Bueno de Melo — É o uso do fishing scam ou de alguma outra técnica que, no lugar de procurar obter informações de senha bancária ou cartão de crédito, tentar instalar um vírus ou código malicioso na máquina para que ela possa ser controlada remotamente. Criam-se verdadeiros exércitos de máquinas infectadas. O usuário não tem a menor idéia que o computador está infectado porque ele continua funcionando normalmente. Mas é aberta uma porta lógica, um canal com o criminoso, que tem milhões de máquinas infectadas e usa isso basicamente para extorsão. Ele liga para o dono de um site comercial grande e pede dinheiro para não tirar o site dele do ar. Se a pessoa não paga, o criminoso dá um comando para os milhares de computadores e todos acessam o site ao mesmo tempo. A conseqüência da ação é que os servidores não suportam e o site sai do ar. Se for um site de vendas online, principalmente site de comércio eletrônico, o prejuízo é muito grande. No Brasil isso ainda não está em nível preocupante. O que há de mais comum no Brasil são e-mails “clique aqui”, para roubar senhas bancárias.
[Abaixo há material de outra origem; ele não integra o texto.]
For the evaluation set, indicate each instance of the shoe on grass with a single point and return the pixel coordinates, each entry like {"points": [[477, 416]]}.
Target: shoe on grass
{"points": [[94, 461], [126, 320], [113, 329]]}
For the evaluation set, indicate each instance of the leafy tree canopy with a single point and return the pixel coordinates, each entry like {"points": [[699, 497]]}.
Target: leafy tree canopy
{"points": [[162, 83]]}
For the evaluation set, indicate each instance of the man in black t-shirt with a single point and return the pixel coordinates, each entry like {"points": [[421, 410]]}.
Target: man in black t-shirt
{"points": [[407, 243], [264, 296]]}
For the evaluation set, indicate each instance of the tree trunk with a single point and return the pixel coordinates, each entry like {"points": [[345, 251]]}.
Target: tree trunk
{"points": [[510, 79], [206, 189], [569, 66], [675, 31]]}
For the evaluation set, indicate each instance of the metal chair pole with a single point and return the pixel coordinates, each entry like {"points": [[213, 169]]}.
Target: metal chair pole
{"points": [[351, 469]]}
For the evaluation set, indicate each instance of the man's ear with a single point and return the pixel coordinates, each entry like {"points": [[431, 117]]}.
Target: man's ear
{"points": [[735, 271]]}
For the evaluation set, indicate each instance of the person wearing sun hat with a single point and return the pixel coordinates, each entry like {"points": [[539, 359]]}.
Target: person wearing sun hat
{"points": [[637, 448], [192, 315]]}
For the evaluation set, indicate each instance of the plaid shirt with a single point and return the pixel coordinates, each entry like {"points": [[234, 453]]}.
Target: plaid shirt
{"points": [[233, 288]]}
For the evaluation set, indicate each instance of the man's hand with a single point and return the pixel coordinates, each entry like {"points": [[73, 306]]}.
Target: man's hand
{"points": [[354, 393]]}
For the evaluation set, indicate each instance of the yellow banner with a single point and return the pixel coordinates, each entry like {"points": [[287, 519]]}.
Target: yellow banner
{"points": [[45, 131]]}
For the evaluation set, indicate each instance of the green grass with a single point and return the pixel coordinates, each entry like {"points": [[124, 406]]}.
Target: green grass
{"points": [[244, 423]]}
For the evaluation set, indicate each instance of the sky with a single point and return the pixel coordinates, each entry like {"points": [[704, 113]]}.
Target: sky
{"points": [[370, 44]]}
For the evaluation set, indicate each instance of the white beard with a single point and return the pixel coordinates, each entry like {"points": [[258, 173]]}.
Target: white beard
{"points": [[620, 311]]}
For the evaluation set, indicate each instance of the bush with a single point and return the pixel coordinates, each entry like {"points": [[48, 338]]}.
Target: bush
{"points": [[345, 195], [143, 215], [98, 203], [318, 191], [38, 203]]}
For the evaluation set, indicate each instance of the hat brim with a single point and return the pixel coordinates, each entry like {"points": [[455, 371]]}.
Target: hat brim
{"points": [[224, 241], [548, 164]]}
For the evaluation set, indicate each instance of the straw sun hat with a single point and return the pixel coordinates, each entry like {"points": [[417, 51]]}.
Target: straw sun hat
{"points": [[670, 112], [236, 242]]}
ConJur — Gostaria que explicasse como, por meio do IP, se consegue localizar os endereços físicos dos computadores?

Bueno de Melo — O responsável por essa tradução é o provedor de internet. Cada computador tem que ter um endereço IP para fazer uma conexão válida, mandar e receber dados. O endereço IP é formado por quatro números de três dígitos cada um. Existe um organismo que é responsável por fazer a distribuição desse endereço de IP aos provedores de internet, aos órgãos públicos e aos países. Então, o Brasil recebeu o intervalo de endereço de IPs que ele pode usar para os computadores daqui acessarem a internet. Existe também aqui o Comitê Gestor da Internet que, junto com algumas outras entidades, faz o controle. Como o número de IPs é limitado, o que as empresas fazem para economizar IP é usar IPs dinâmicos. Ou seja, o usuário só recebe um IP quando acessa a internet. Com o computador desligado, o IP é liberado, o provedor pega de volta, e o atribui para outro assinante. Então, só o provedor sabe qual assinante estava usando determinado IP em determinada hora. A NET, que é uma empresa grande, guarda o registro e abre mediante ordem judicial. Mas provedores pequenos, de cidades de interior, por exemplo, não guardam esses dados. E a Polícia nada pode fazer porque não há lei que o obrigue a armazenar os dados.